Making Friends is the fitting title for a new U.S.-Soviet joint venture in publishing. The book will chronicle the visit last year of 11-year-old Muscovite Katerina Lycheva with her San Francisco Bay area counterpart, Star Rowe, 11. The book will be published in both countries this August, with an initial run of 50,000-75,000 copies.
Photographer, writer and director Gordon (Shaft) Parks, 74, has been invited to be the first American to direct a joint U.S.-Soviet film. The script is by Russian-born Victor (Hawaii Five-O) Stoloff, 74, who originated the project. Titled Four Faces, the film would follow the lives of four men, from the U.S., Russia, Japan and Germany, who end up dying in WWII. For his cameraman, Parks wants Hiro Narita, who shot the controversial TV miniseries Amerika.
While Amerika was pulling disappointing ratings for ABC, cable's Discovery Channel aired 66 hours of Soviet TV. Now the Soviets want to broadcast some of our typical tube fare, which has never been seen on Russian screens. Belka International, the Manhattan-based company that initiated the idea of a swap, hopes the American side will waive programming and licensing fees, as the U.S.S.R. did.

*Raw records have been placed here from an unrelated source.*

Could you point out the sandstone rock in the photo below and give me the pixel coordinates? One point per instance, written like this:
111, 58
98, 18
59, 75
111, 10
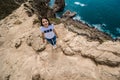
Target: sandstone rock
77, 58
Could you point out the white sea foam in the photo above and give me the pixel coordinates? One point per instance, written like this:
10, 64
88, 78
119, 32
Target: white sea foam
77, 18
79, 3
98, 26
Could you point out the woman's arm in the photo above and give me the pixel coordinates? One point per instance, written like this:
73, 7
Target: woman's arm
43, 38
55, 32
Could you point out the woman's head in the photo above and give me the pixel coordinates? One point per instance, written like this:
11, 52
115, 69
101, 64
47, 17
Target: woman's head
45, 22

A newly released Italian movie, Goodbye Moscow, stars Liv Ullmann as Soviet refusenik Ida Nudel, who spent four years in Siberian exile beginning in 1979 and has since been under virtual house arrest near Odessa on the Black Sea. Jane Fonda visited Nudel in 1984 and sends her letters and Hanukkah cards. In an attempt to persuade Gorbachev to let Nudel emigrate to Israel, her sister, Elana Fridman, recently fasted for five days in front of the Soviet Embassy in Vienna. Fonda joined the campaign, sending telegrams to the Soviet ambassador to Austria and the Soviet delegation in the U.S.

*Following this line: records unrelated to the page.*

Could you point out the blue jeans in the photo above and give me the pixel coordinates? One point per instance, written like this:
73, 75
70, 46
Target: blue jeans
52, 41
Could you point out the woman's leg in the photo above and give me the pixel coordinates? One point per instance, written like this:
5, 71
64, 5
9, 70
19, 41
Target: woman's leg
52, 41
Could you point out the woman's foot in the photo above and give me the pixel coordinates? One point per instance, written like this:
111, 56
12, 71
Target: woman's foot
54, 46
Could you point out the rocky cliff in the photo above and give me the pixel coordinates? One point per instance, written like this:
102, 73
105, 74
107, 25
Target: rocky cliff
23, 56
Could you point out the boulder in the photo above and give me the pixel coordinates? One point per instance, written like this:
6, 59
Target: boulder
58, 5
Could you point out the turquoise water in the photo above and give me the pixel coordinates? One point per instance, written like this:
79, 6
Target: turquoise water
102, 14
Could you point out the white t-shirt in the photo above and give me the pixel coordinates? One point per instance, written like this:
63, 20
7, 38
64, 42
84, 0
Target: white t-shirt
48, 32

Paris couturier Pierre Cardin recently designed a special line of clothes for the Soviet Union. Now the American look has hit Moscow. Ford models Christy Turlington, Monika Schnarre and Renee Simonsen paraded down the runway in the Dom Soyuzov (House of Unions) to launch the Russian edition of the glossy West German fashion magazine Burda Moden. The premiere issue sold out in advance at $7 a copy. Offering Soviet women their first capitalist ads for French perfumes, Cartier jewels and American Express cards, Burda includes patterns for its featured outfits, a boon for Soviet women who can't buy fashion off the rack. Audiences packed all four rehearsals of the show, and Raisa Gorbachev attended the final event. Simonsen later snapped up a $300 mink hat for boyfriend John Taylor of Duran Duran.
Here she is, Miss Siberia. Ludmila Semdyakina of Irkutsk—a city whose women are famed for their beauty—was judged the "most charming and attractive" of eight finalists in a field of some 10,000 women who entered Siberia's first beauty contest ever. Semdyakina lists sports, reading and ballet as favorite pastimes. The judges liked her clean-cut image. Huffed the jury's chairman: "It's clear that the formation of a discotheque 'standard' of behavior and appearance, which some of the girls tried to follow, was beneath all criticism from the aesthetic point of view."